A en juger par ce premier roman, Le cœur cousu, Carole Martinez possède un rare talent ; elle sait raconter une histoire.

Frasquita Carasco est née dans un village au sud de l’Espagne et elle hérite de sa mère un don qui insuffle une incomparable beauté aux vêtements qu’elle coud. C’est l’histoire de Frasquita et de sa famille que narre ce livre, de la terre hostile de son village et de la rudesse de ces habitants jusqu’au Maroc ou elle finira par échouer après avoir été jouée et perdue par son mari.

Le cœur cousu se situe à mi-chemin de la saga familiale et de la fable poétique.  Les pouvoirs merveilleux et inexpliqués se transmettent de fille à fille et rappellent les temps anciens, les villages immuables, les clans, les paysans et les seigneurs, la jalousie, la force de ces femmes au tempérament affirmé à la fois enviées et craintes et peut-être détentrice d’une magie, à mille lieux du sorcier à lunettes. Les prénoms des enfants de Frasquita se succèdent, Anita, la mutique, Angela, à la voix d'or, Pedro el Rojo, le dessinateur, Martirio, au baiser mortel, Clara, qui tire son énergie de la lumière du soleil, etc.

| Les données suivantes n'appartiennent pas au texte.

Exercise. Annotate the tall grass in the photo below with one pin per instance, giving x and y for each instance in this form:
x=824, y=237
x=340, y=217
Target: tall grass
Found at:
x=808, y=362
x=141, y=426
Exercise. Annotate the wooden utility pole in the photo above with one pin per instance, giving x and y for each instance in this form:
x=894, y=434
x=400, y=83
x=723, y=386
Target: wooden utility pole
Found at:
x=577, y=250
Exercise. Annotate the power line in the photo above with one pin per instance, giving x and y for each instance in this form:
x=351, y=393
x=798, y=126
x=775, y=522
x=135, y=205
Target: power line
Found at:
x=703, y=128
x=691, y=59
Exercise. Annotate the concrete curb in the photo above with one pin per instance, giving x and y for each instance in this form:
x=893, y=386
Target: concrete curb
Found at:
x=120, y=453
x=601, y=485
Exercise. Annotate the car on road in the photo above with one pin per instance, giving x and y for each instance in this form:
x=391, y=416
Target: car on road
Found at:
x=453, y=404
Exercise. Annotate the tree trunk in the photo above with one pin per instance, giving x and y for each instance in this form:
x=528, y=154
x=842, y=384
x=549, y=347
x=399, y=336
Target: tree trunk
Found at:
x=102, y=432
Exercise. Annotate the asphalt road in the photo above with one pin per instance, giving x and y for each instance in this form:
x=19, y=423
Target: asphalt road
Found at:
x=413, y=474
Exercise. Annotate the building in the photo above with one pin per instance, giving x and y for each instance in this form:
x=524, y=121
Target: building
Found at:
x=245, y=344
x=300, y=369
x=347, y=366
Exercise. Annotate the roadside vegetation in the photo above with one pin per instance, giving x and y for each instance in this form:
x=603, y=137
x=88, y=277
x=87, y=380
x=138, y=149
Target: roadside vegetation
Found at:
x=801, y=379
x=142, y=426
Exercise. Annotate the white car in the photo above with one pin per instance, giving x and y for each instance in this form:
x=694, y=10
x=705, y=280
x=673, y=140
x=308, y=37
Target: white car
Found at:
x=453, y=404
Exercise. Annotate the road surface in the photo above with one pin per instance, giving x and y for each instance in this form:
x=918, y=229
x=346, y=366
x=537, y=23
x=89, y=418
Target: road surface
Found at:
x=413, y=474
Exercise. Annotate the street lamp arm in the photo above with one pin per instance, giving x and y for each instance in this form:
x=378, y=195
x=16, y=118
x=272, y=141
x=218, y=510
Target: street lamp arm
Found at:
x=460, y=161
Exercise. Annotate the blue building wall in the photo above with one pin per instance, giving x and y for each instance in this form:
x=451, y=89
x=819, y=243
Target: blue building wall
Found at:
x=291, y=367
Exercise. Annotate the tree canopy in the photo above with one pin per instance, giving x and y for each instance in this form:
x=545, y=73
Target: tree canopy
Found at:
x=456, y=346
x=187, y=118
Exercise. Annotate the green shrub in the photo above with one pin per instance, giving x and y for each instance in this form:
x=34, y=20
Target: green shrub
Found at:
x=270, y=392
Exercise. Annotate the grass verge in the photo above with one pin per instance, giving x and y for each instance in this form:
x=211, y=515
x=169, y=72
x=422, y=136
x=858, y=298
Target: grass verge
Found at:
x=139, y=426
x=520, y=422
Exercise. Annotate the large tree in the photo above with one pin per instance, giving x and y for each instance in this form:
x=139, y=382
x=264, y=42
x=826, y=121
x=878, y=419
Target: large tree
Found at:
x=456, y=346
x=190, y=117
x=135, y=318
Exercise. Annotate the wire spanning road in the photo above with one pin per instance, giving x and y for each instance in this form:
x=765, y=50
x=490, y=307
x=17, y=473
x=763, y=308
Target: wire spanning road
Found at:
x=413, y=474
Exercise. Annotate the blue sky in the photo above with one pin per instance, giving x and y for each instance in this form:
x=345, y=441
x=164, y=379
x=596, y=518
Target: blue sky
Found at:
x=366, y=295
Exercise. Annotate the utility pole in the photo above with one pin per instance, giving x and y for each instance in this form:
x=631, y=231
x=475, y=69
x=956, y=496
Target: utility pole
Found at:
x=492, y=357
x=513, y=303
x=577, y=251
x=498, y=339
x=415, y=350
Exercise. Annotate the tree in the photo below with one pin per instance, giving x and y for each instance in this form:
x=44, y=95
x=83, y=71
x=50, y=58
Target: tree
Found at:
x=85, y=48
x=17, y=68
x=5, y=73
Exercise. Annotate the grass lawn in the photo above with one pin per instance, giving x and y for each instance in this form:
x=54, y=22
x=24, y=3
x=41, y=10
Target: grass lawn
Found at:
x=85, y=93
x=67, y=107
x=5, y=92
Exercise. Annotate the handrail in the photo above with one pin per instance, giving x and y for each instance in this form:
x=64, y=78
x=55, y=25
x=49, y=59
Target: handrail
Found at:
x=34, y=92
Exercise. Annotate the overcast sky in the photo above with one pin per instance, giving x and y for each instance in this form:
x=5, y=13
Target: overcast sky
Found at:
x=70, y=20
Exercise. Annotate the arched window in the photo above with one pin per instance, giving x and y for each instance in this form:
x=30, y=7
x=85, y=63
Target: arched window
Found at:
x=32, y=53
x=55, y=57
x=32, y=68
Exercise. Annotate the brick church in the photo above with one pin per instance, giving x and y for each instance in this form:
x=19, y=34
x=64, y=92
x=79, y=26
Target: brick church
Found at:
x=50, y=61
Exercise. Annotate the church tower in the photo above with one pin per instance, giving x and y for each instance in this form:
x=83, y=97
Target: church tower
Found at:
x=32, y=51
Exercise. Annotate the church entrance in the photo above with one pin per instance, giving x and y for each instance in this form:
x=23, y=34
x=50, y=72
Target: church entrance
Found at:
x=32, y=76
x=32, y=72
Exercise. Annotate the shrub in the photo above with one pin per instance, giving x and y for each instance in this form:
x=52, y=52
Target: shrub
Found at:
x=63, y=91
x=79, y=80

Ce livre est un bijou, une rareté, une perle. Il faut certes franchir les premiers chapitres, qui du fait même de la technique narrative, ne peuvent prendre un sens immédiat. Ensuite, les rets ne se relâchent plus.

J’ai goûté ce livre comme un bon mets, savourant chaque ligne, hésitant entre l’envie de le dévorer et le souhait d’en laisser pour le lendemain afin de me délecter de l’envie de le retrouver.

Ce roman a été couronné de nombreux prix. Je lui décerne celui de ma plus belle découverte 2008.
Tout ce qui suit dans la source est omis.